Querido gravador
por Francisco RussoExistem filmes cuja atuação é tão luminosa que ofusca todo o resto. É o caso de Hermila Guedes em Era uma Vez Eu, Verônica. Por mais que Marcelo Gomes tenha sido bem sucedido na direção, é difícil imaginar outra atriz interpretando com tamanha competência esta personagem difícil, devido à naturalidade da própria trama e suas variáveis de personalidade. Apenas isto já bastaria para assistir ao filme, mas ele oferece mais.

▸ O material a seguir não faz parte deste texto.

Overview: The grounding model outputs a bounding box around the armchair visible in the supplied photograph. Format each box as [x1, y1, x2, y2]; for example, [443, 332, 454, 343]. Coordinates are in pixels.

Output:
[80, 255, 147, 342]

A história é focada em Verônica, uma jovem que ainda mora com o pai (W.J. Solha, muito bem) e acaba de se formar em medicina. Ela está prestes a iniciar residência em um hospital público e, com o dia a dia, passa a ter dúvidas naturais da profissão, decorrentes do peso emocional que os pacientes lhe trazem. Somado a isto existe a preocupação com a saúde do pai e questões existenciais que todos passam em algum momento da vida. É esta a profissão que quero seguir? Conseguirei me sustentar? Serei feliz? São perguntas que Verônica faz a si mesma, tendo como confessionário um simples gravador. É ele que a ouve, servindo como uma espécie de autoterapia ao lidar com as dores da vida.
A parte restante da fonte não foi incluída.